Dimensional weight is also known as DIM weight, volumetric weight, cubed weight or density-based pricing. The concept of Dimensional or Cube Weight is gaining popularity in the LTL freight industry as a uniform means of establishing a minimum charge for the cubic space occupied by a carton or pallet. Three of the largest LTL freight carriers, UPS Freight, FedEx Freight and YRC introduced dimensional LTL freight pricing this year. Currently FedEx Ground only applies dimensional pricing to packages measuring three cubic feet or greater.  Effective January 1, FedEx and UPS will apply dimensional pricing to all packages.  

The implication of this change in pricing methodology has caught the attention of the media (see article in Wall Street Journal). Experts say the impact could result in increased shipping costs of 5 to as much as 25% - - - if shippers don't take action. This blog will provide shippers with a guide to prepare for the introduction of this LTL pricing methodology.

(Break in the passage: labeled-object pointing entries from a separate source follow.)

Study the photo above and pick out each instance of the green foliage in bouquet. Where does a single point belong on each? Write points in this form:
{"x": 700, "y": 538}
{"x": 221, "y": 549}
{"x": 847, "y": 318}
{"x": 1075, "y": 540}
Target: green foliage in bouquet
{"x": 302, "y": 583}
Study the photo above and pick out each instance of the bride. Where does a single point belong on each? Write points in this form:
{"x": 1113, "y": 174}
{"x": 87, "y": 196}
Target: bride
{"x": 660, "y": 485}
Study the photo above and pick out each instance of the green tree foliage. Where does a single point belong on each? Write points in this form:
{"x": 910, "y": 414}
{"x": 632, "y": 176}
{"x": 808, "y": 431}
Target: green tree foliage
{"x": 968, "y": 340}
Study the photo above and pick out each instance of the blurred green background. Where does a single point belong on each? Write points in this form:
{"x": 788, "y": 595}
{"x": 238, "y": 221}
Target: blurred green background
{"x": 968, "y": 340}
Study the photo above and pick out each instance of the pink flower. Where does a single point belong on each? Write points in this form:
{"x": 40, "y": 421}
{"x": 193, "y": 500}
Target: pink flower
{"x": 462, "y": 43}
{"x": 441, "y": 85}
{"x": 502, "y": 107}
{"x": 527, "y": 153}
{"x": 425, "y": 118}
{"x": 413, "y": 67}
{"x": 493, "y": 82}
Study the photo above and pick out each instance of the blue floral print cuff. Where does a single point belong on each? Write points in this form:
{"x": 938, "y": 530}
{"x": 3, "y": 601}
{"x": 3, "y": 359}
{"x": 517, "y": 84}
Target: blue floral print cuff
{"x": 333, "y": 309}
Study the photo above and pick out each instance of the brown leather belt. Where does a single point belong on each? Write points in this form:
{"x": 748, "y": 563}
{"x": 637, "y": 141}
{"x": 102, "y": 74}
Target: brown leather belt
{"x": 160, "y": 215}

A Definition of Dimensional or Cube-Based Pricing

Dimensional weight is a calculation of a theoretical weight of a shipment. This theoretical weight is the weight of the package at a minimum density chosen by the freight carrier. If the shipment is below this minimum density, then the actual weight is irrelevant as the freight carrier will charge for the volume of the package as if it were of the chosen density (what the package would weigh at the minimum density). Furthermore, the volume used to calculate the Dimensional Weight may not be absolutely representative of the true volume of the shipment. The freight carrier will measure the longest dimension in each of the three axes (X, Y and Z) and use these measurements to determine the shipment volume. If the carton or pallet is a right-angled box, then this will be equal to the true volume of the package. However, if the package is of any other shape, then the calculation of volume will be more than the true volume of the package.